Самый последний и самый решительный бой.

Наша держава, как судно, сбивается с курса.

Век приходящий, как прежний, тревожен и лих.

Вечный покой морякам затонувшего «Курска»,

Вечный позор адмиралам, покинувшим их.

2001

«Под крылом облака, под форштевнем тугой бурун…»


Под крылом облака, под форштевнем тугой бурун.

Убегая от времени, исколесим планету.

Отражаясь в чужих зеркалах, остаёшься юн,

Возвратившись назад, понимаешь, что шансов нету.

Вымирают ровесники. Склянка шуршит песком.

Утекают минуты, и век мой короткий прожит.

Мне Самойлов беспомощным помнится стариком,

А теперь получается – был он меня моложе.

Водопад Ниагары, Памирский хребет в снегу,

Нидерландское небо, низкое и сырое.

По округлой планете, оглядываясь, бегу,

Как испуганный Гектор вокруг осаждённой Трои.

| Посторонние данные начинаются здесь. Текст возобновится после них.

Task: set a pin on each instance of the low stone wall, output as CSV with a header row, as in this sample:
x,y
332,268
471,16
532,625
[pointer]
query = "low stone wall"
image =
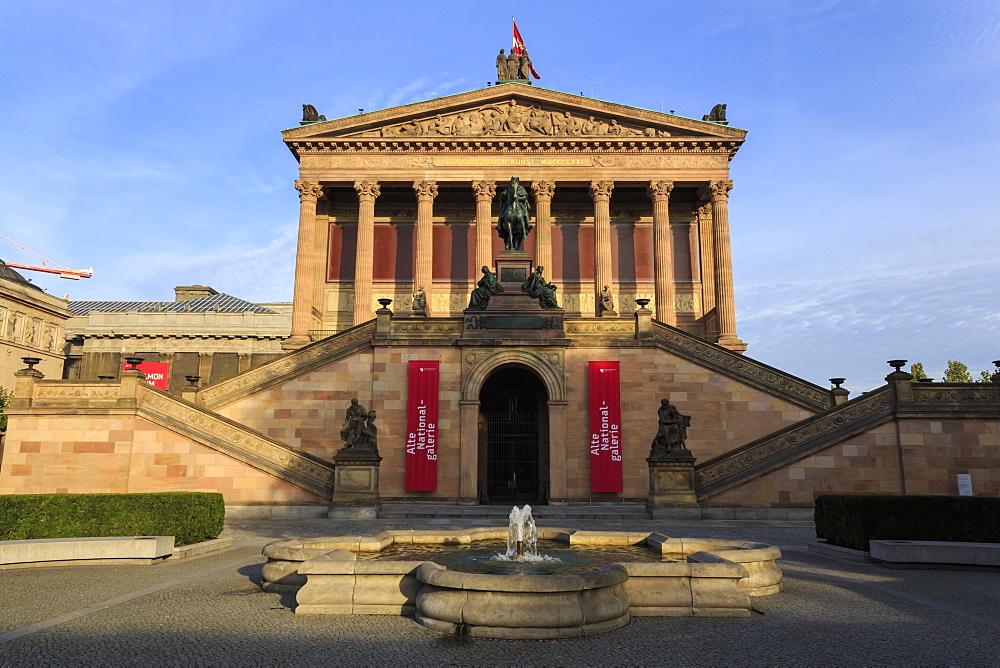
x,y
59,551
934,553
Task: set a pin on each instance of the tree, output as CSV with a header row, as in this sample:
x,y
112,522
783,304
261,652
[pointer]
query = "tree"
x,y
957,373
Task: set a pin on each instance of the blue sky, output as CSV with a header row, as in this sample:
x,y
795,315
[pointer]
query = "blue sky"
x,y
142,139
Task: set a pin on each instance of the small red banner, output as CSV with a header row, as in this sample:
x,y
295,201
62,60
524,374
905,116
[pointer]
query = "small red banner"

Заполярную вьюгу сменяет палящий зной.

Поистратив ресурс, пулемётом грохочет сердце,

И тяжёлое солнце вдогонку летит за мной,

Словно бронзовый щит настигающего ахейца.

2002

Стамбул


Московские вьюжные зимы

Пока обойдутся без нас.

В Стамбуле поют муэдзины,

Народ совершает намаз.

Над площадью, солнцем согретой,

Пронзительный голос звенит.

Космические минареты

Нацелены точно в зенит,

Стартуют над дымом предместий

Подобием грозных ракет.

Не так ли с конём своим вместе

На небо взлетал Магомет?

Проулков прибрежные тропы,

Жаровен немыслимый чад.

У скального края Европы

Османские чайки кричат.

Проливов зелёные реки

Отсюда видны с высоты.

Здесь два континента навеки

Стальные связали мосты.

Но знает оборванный дервиш,

Расчётам сухим вопреки:

Единой уздой не удержишь

Столь разные материки.

Их снова во времени скором

Крутая разделит волна,

И нити мостов над Босфором

Натянуты, словно струна.

2002

Родос


Кричат во мгле невидимые птахи.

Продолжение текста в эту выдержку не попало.